Content and Service Model
There exists a wide spectrum of online educational content resources at different levels of granularity, reaching from individual paragraphs of text to complete courses. Many of these resources are not just static files, but include interactivity. While much of that is possible on the user’s computer, more advanced resources require interaction with the server, including storage of user data; the resource actually is a service, combining content and functionality. This brings up issues of user identity, and — in a classic client-server architecture — logins, sessions, and the associated privacy and data security concerns.
The traditional way to connect with educational services is through service-specific usernames and passwords or through Single Sign-On (SSO). The latter requires a centralized identity provider, which is both a single point-of-failure and an entity which could track all connected services that the learner uses.
Getting any performance data from services back to the home institution of the learner, for example to prove that a project was accomplished or a homework problem solved, requires behind-the-scenes connections, for example using the Learning Tool Interoperability (LTI) standard. Some data might be stored with the service, but eventually, a user’s accomplishments and performance data are stored with the home institution. The left panel of the figure illustrates this; the folder symbol indicates the location of the authoritative copy of the data.
Arguably, the current mechanism might be one of the reasons why Open Educational Resources (OERs) have not gathered the momentum they deserve. While resources that are static or only provide client-side interactivity can essentially be hosted on any web server, where they can be made accessible without authentication or sessions, any advanced educational resources that require server-side functionality tend to exist inside particular environments, for example course management systems. The specificity of the environment can reduce re-usability, and the requirement for authentication raises privacy and data security concerns. Finally, the requirement for an LTI-connection might require systems engineering, and it is not transparent to the learner which information gets shared behind-the-scenes.
By contrast, in the self-sovereign model, the user is the connecting element, as shown in the right panel of the figure. He or she connects to the resource using an untraceable Decentralized Identifier (DID), there are no usernames and no logins. Upon completion of a task the service would issue a Verifiable Credential (VC), which gets stored with the user. Later, the user can present this VC to the home institution, for example, to eventually get course credit when all requirements of the course have been fulfilled.

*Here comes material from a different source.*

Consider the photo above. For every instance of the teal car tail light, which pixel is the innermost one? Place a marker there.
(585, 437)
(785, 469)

In this model, educational resources and services just exist anywhere on the internet as part of the ecosystem, they are another entity to which the learner connects. To participate, educational resources need to have their own DIDs and be able to speak the language of VCs. While this sounds daunting, existing educational resource can participate in the ecosystem simply by attaching a cloud agent. This agent would be an intermediary or proxy: toward the existing service, it would open sessions under anonymous usernames (or usernames derived from the DIDs) and for example make use of LTI, while toward the ecosystem, it would connect via DIDs.
Essentially, the pre-SSI educational resource becomes an entity by providing its own runtime environment and providing a cloud agent. Since many of the course management systems in use today have been designed around the turn of the millennium, they are so lightweight by today’s standards that they can run in a container; this means that every educational resource can provide its own instance of a (correctly configured) course management system without having to rely on a centralized installation at some institution.